OK Orchestra ratings
Review scores
| Source | Rating |
| AllMusic | Star |
| Spectrum Culture | Star |

===Accolades===
The album was nominated for Top Rock Album at the 2022 Billboard Music Awards alongside other bands Twenty One Pilots, Coldplay, and Imagine Dragons.

==Commercial performance==
OK Orchestra debuted at number 10 on the US Billboard 200 dated April 10, 2021, becoming AJR's second top-10 album. It earned 32,000 album-equivalent units, including 13,000 pure album sales.
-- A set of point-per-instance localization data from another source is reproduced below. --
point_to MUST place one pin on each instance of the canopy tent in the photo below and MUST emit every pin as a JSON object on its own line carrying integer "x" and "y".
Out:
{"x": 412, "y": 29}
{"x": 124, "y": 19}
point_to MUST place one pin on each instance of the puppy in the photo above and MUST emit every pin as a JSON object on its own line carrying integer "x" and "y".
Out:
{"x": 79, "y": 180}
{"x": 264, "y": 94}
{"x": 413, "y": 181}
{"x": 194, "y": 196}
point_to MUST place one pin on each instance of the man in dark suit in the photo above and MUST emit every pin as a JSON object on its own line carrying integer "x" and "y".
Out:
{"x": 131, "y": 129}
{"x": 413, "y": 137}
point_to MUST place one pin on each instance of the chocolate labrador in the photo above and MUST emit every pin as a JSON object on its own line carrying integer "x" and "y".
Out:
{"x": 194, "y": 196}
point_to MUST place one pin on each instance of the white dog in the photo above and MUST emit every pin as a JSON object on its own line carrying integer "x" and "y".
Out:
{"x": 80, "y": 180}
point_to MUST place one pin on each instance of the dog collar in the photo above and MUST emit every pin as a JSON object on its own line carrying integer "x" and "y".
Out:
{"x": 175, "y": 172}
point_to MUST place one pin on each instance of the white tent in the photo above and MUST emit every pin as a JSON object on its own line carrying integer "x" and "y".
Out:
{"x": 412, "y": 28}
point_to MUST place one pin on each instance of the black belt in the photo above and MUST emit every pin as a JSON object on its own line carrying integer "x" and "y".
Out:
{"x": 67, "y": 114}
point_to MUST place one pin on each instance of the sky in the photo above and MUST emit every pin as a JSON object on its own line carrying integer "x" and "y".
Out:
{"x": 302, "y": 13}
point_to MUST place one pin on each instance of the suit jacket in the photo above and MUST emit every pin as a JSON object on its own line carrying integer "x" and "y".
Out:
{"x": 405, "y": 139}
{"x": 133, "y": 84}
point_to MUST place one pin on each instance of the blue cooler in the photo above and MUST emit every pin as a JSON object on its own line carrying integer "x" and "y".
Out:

Although OK Orchestra placed at number 55 on the midweek UK Albums Chart dated March 29, 2021, it did not place in the final listing on April 2. Much of the album's popularity has been attributed to the singles "Bang!", "Way Less Sad", and "World's Smallest Violin".

==Track listing==

OK Orchestra track listing
| No. | Title | Writer(s) | Length |
|---|---|---|---|
| 1. | "OK Overture" |  | 4:31 |
| 2. | "Bummerland" |  | 3:09 |
| 3. | "3 O'Clock Things" |  | 3:47 |
| 4. | "My Play" |  | 3:10 |
| 5. | "Joe" |  | 3:33 |
| 6. | "Adventure Is Out There" |  | 3:32 |
| 7. | "Bang!" |  | 2:51 |
| 8. | "The Trick" |  | 2:51 |
| 9. | "Ordinaryish People" (featuring Blue Man Group) | A. Met; J. Met; R. Met; Jeff Quay; | 3:40 |
| 10. | "Humpty Dumpty" |  | 3:38 |
| 11. | "World's Smallest Violin" |  | 3:01 |
| 12. | "Way Less Sad" | A. Met; J. Met; R. Met; Paul Simon; | 3:28 |
| 13. | "Christmas in June" |  | 4:40 |
| Total length: |  |  | 45:49 |

==Personnel==
Credits adapted from Tidal.

AJR
- Adam Met – bass guitar, instruments, vocals
- Jack Met – lead vocals, instruments
- Ryan Met – lead vocals, vocals, production (all tracks), instruments (2, 7), programming (2, 4, 12)

Additional personnel

- Chris Gehringer – mastering
- Joe Zook – mixing
- Alba Avoricani – additional vocals (1, 3–6, 8–13)
- Ruth Kornblatt-Stier – cello (1, 3, 5, 6, 8, 10)
- Danny Ferenbach – violin (1, 3–6, 8–13), trumpet (12)
- Emelia Suljic – violin (1, 3, 5, 6, 8, 10)
- Andrew Sobelsohn – slide guitar (1, 6)
- Barbara D Dirickson – narrator (1)
- Chris Berry – drums (3, 6, 13)
- Josh Plotner – flute (3), clarinet (13)
- Arnetta Johnson – trumpet (3, 9, 13)
- The Beu Sisters – vocals (3)
- Bas Janssen – trumpet engineer (3)
- Kenny Urban – beatbox (5)
- Charlie Pellett – additional vocals (7)
- JJ Kirkpatrick – trumpet (7)
- Blue Man Group – ensemble (9)
- Jeff Quay – percussion (9)
- Mike Jones – sousaphone (9)
- Kamila Stankiewicz – artwork
- Chris Cerrato – design
- Jader Souza – design

==Charts==

===Weekly charts===

Weekly chart performance for OK Orchestra
| Chart (2021) | Peak position |
|---|---|
| Canadian Albums (Billboard) | 27 |
| US Billboard 200 | 10 |
| US Independent Albums (Billboard) | 3 |
| US Top Album Sales (Billboard) | 4 |
| US Top Alternative Albums (Billboard) | 1 |
| US Top Rock Albums (Billboard) | 1 |
| US Vinyl Albums (Billboard) | 16 |

===Year-end charts===

Year-end chart performance for OK Orchestra
| Chart (2021) | Position |
|---|---|
| US Billboard 200 | 199 |
| US Independent Albums (Billboard) | 34 |
| US Top Alternative Albums (Billboard) | 19 |
| US Top Rock Albums (Billboard) | 37 |

==Certifications==

Certifications for OK Orchestra
| Region | Certification | Certified units/sales |
| New Zealand (RMNZ) | Gold | 7,500^{‡} |
| United States (RIAA) | Gold | 500,000^{‡} |
^{‡} Sales+streaming figures based on certification alone.